# NREMT-Good study guides?



## WaNewbie (Aug 13, 2011)

Passed my final exam in my EMT-B class yesterday and now it's on to the NREMT. Any suggestion as to a good study guide? Our instructor told us not to use our text book because it varies so much from national. I've heard Kaplan study guides are pretty much worthless for the NREMT. Thoughts?


----------



## SeanEddy (Aug 13, 2011)

Baron's books are great. You can find them at any major bookstore.


----------



## WaNewbie (Aug 13, 2011)

Great, thank you. I just found the section for NREMT on the forum. I should have posted there.


----------



## OCTraumaQueen (Aug 21, 2011)

*Study Guide NREMT Prep*

Hi, I just passed my NREMT in June,
I used www.jblearning.com
it was about 35 dollars, and I passed
my first try. Good Luck to you!


----------



## Sandog (Aug 21, 2011)

If you kept on top of your studies while in class, you should not need much study now. The test draws on knowledge you learned in class. Point is, relax and not worry too much.


----------



## JJR512 (Aug 21, 2011)

Sandog said:


> If you kept on top of your studies while in class, you should not need much study now. The test draws on knowledge you learned in class. Point is, relax and not worry too much.


 
That's true in CA, where they teach to the NR. It's not true in all other states, though, where the state or local EMS systems differ somewhat from the NR way.


----------



## sir.shocksalot (Aug 21, 2011)

WaNewbie said:


> Passed my final exam in my EMT-B class yesterday and now it's on to the NREMT. Any suggestion as to a good study guide? Our instructor told us not to use our text book because it varies so much from national. I've heard Kaplan study guides are pretty much worthless for the NREMT. Thoughts?


I can't speak to what books are good since I didn't use any study guides for the NREMT. However I will give you this piece of testing advice that was infinitely helpful:
The NREMT will give you 4 answers to choose from on most questions, 2 will be  wrong 1 will be correct some of the time, 1 is correct all of the time.

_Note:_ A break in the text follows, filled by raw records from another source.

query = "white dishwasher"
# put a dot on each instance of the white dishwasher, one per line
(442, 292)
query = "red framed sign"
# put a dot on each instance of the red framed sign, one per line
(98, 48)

Pick the one that is most correct.
NREMT can be tricky just because they give two answers that can be right, as long as you read each question carefully, and each answer carefully and pick the one that is right 100% of the time you'll be fine.


----------



## Tigger (Aug 21, 2011)

JJR512 said:


> That's true in CA, where they teach to the NR. It's not true in all other states, though, where the state or local EMS systems differ somewhat from the NR way.



Nonetheless, there is not going to be much of a difference between the EMT-basic curriculum in any state compared to the NR curriculum. There just isn't a lot of room for deviation in a class that teaches what amounts to very basic treatment protocols. Sure there might be some minor differences in numbers, but those are not going to take much time learn when compared to the entire class content, which just won't differ that much.

I have both Colorado and Massachusetts cards. Colorado uses the NR curriculum, and I was taught that curriculum. Massachusetts has it's own curriculum and protocols, but I did not even bother to restudy for the MA test and still scored very well. The bottom line is that the basic class is in fact a "basic" class with little room for deviation in treatment practices.


----------